Friday, August 7, 2009

Mill Road Tesco Heading for the Courts


The saga over the proposed Tesco store on Mill Road could be heading for the courts imminently.

Tesco has made it clear it intends to open its store on 26th of August, and has told the press that it intends to deliver to the store from Mill Road itself, in apparent contradiction of a planning condition relating to the site.

Campaigners including No to Mill Road Tesco and Cambridge Cycling Campaign are particularly concerned about the safety aspects of deliveries from Mill Road, and are calling on the Council to take pre-emptive action, for example, by taking out an injunction.

I am not against a Tesco on Mill Road in principle, but many of the details, including their requirements for very frequent deliveries that will be hard to satisfy safely are clearly very problematic, and Tescos should not be able to get away with bending the rules for its own convenience at the expense of public safety. I have been asking for weeks now for the Council to clarify its position, and agree a course of action. The Council however is still reviewing the legal position, and has suggested that any pre-emptive actions on its part will have to go through the normal committee procedure. The best it has come up with is a statement:

"There is a lawful planning consent for the use of 163-167 Mill Road for retail use which requires deliveries to be made only from a rear service yard. We are urgently contacting Tesco to establish the company's intention for the premises given the lawful consent. If it becomes clear that enforcement action may be necessary then the officers will report to members as soon as possible on options for further action"

This is a hopelessly inadequate response in view of the imminence of the store opening - I am calling on the Council to come up with some recommendations urgently, brief all relevant local Councillors and then immediately put recommendations for approval by the appropriate Councillors as part of the Council's procedures for urgent decisions.

It sounds like the patience of No to Mill Road Tesco has now been tested beyond the limit.
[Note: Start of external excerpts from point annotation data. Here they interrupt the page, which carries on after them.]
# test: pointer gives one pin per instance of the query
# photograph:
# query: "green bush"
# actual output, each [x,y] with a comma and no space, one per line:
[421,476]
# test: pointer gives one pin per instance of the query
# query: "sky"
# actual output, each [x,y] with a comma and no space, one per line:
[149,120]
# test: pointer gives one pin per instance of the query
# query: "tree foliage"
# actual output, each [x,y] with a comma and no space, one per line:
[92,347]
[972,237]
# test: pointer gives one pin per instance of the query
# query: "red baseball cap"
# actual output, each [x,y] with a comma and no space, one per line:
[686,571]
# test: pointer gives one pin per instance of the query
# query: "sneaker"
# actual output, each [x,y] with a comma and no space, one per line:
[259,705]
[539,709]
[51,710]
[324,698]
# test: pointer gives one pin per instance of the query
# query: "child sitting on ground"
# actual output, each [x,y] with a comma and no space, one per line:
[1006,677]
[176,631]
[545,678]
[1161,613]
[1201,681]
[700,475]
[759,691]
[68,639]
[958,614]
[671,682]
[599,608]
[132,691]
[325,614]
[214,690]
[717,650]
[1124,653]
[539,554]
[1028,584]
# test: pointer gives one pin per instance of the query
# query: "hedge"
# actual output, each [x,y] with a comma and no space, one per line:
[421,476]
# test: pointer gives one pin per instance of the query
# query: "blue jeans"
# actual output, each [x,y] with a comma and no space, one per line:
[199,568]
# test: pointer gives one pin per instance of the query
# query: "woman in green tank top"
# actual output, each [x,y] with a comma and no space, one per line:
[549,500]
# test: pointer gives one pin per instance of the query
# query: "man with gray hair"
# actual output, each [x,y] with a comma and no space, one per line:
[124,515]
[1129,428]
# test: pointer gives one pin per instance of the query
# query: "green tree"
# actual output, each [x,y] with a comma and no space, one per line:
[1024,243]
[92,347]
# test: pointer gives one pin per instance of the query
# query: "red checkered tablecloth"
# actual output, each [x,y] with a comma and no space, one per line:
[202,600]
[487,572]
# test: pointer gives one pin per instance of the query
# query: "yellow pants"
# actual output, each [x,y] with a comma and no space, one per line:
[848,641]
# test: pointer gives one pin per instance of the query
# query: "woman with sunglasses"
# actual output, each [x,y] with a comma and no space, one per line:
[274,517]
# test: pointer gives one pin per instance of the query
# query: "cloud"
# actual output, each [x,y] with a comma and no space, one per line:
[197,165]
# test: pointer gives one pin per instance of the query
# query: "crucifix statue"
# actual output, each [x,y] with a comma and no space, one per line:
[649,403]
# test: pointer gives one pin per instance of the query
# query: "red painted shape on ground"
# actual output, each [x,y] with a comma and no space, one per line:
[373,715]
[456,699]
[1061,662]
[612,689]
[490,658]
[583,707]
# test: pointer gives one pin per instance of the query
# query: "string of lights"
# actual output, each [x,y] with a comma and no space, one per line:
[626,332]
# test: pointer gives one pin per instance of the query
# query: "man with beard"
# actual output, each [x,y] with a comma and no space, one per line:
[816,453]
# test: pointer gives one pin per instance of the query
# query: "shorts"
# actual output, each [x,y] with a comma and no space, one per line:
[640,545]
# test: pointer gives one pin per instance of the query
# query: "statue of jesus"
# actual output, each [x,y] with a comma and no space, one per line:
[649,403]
They have engaged lawyers, and given the Council a deadline of today to confirm they will be seeking an injunction preventing Tesco deliveries from Mill Road (or for Tesco to confirm they will not breach the planning condition) - if no reassurances are forthcoming they will be in court without further notice to seek a judicial review of the Council's decision not to seek an injunction.

3 comments:

Ruth said...

Hi Chris,
I think today's deadline was to get confirmation that a decision wouldn't be put off for another couple of weeks - no-one was expecting an actual decision today I think. We will see what happens...

Local residents not getting a prompt and clear answer from council officials is one thing, undesirable though that is, but councillors not getting one is really bizarre.

watti said...

Well, they're not even open yet and they already singlehandedly managed to block Mill Road, with a transit, a truck and an artic, and a forklift at 8.00 - 8.30 this morning. Sneakily the artic was parked outside the coop to make people believe that it wasn't them but I have pictures of the forklift reversing into Mill Road and then being mounted on the back of the artic.

I think the whole thing wouldn't be so bad if Tesco didn't have such an "above the law" attitude about the whole thing

PS, I have pictures of the whole thing

Martin said...

watti - I suggest you e-mail those pictures to the No Mill Road Tesco people - they have various pictures on their website with contractors doing things they shouldn't.